I would recommend not applying the advice process to compensation until it is generally accepted that most people are paid mostly the right amount, and that there won’t be any proposals to double someone’s salary. At the very least, if you’re going to open that up to the advice process, do it a good many months into the process, at a point where both the advice process and the conflict resolution process (to be discussed in another article) are well bedded in, so this one conflict doesn’t sink the entire advice process endeavour.

Trusting people

As a founder, the hardest thing about the advice process is actually in clearly resolving, within yourself, to actually trust the people you’re delegating that power to.

People can feel if you’re only paying lip service to the advice process, doing it to “empower” people but not actually trusting them with important decisions. When you don’t really trust people, you will end up verifying and vetoing and changing their decisions after the fact. This creates a self-fulfilling prophecy (a perverse version of the Pygmalion Effect). Because people know they’re not really making the decision, they don’t pay attention to it all that much. They’re playing with a safety net, and that safety net is you, the founder. So they make whatever decision they feel like, without thinking too much about it, and let you take responsibility for which decision actually gets implemented.

Needless to say, that doesn’t work. The magic of the advice process is that the person making the decision is entirely responsible for the decision and its outcome. This concentrates the mind, and forces them to really seek out advice and pay attention to it, because ultimately it’s their decision and the company (which hopefully includes people they like to get on with) will have to live with the consequences of that decision.

When people make a decision via the advice process, let them actually make the decision. Trust them. That’s certainly the hardest part of the process as a founder.


Sometimes, nevertheless, there will be decisions that lead to a conflict. To resolve this, you need a well defined conflict resolution process. I’ll cover that in more detail in another post, but here’s an essential point to make here: let the conflict happen (so long as you have a clear process for dealing with it). In particular, don’t try and resolve the conflict ahead of time by undermining the decision process before the decision has even been made. Otherwise, you’re once again taking away responsibility from the person making the decision.

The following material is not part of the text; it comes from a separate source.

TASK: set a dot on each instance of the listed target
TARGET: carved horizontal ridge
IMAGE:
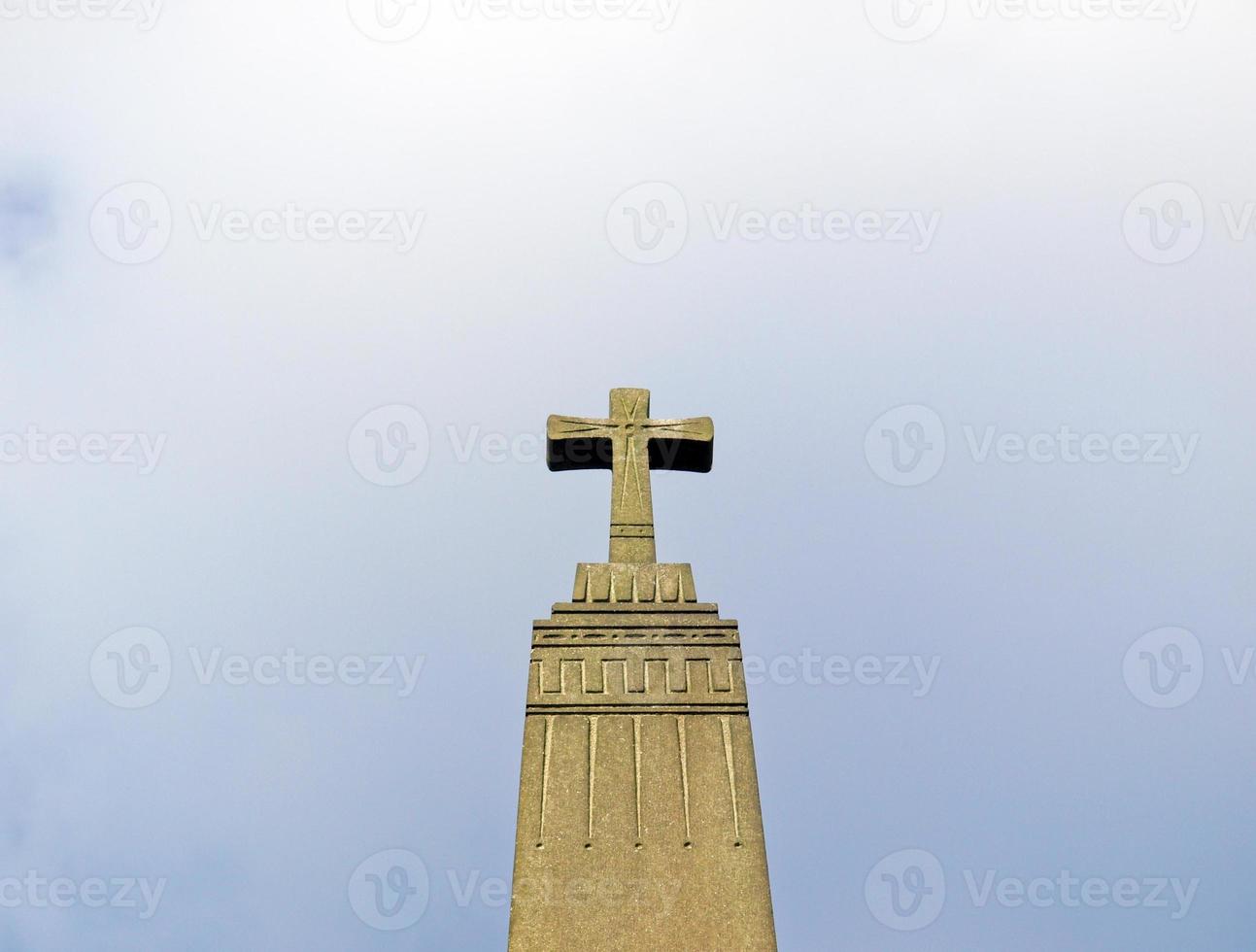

I made an exception at GrantTree for a salary decision conflict that seemed unresolvable – both sides were completely unwilling to budge and, knowing the people involved, I knew they were stubborn enough to drag it out all the way. I’m not yet sure suspending the advice process for compensation was the right decision (time will tell), but what I am sure is that if I suspend the advice process again, people will get the impression that the advice process is only there for unimportant decisions – and that will undermine it, lead to a self-fulfilling prophecy, etc.

Readiness and requirements

Finally, not every company is ready for this process. In particular, the advice process requires:

  • A team that has tried both the top-down and the consensus process and decided that they weren’t good enough, and that is therefore able to appreciate the evolution in the model;3
  • A company culture that is largely transparent – people cannot make good decisions without information, and if the information is locked down, the advice process will naturally be impossible;
  • Founders who are willing to take the big step of trusting people, letting go of control enough to actually implement this process whole-heartedly.

I hope some people who are currently mired in the consensus process read this and find the solution they were looking for. If you have any questions about how that might work, feel free to ask them (email, twitter or otherwise). I’ll do my best to answer.

  1. See the LinkExchange story in Hsieh’s Delivering Happiness.

  2. And, according to Dennis Bakke, it has actually worked in some parts of his company, AES back in the nineties.

  3. Can you skip directly from top-down to advice? Maybe… let me know if you’ve done that! Intuitively, though, I think the evolution might be necessary.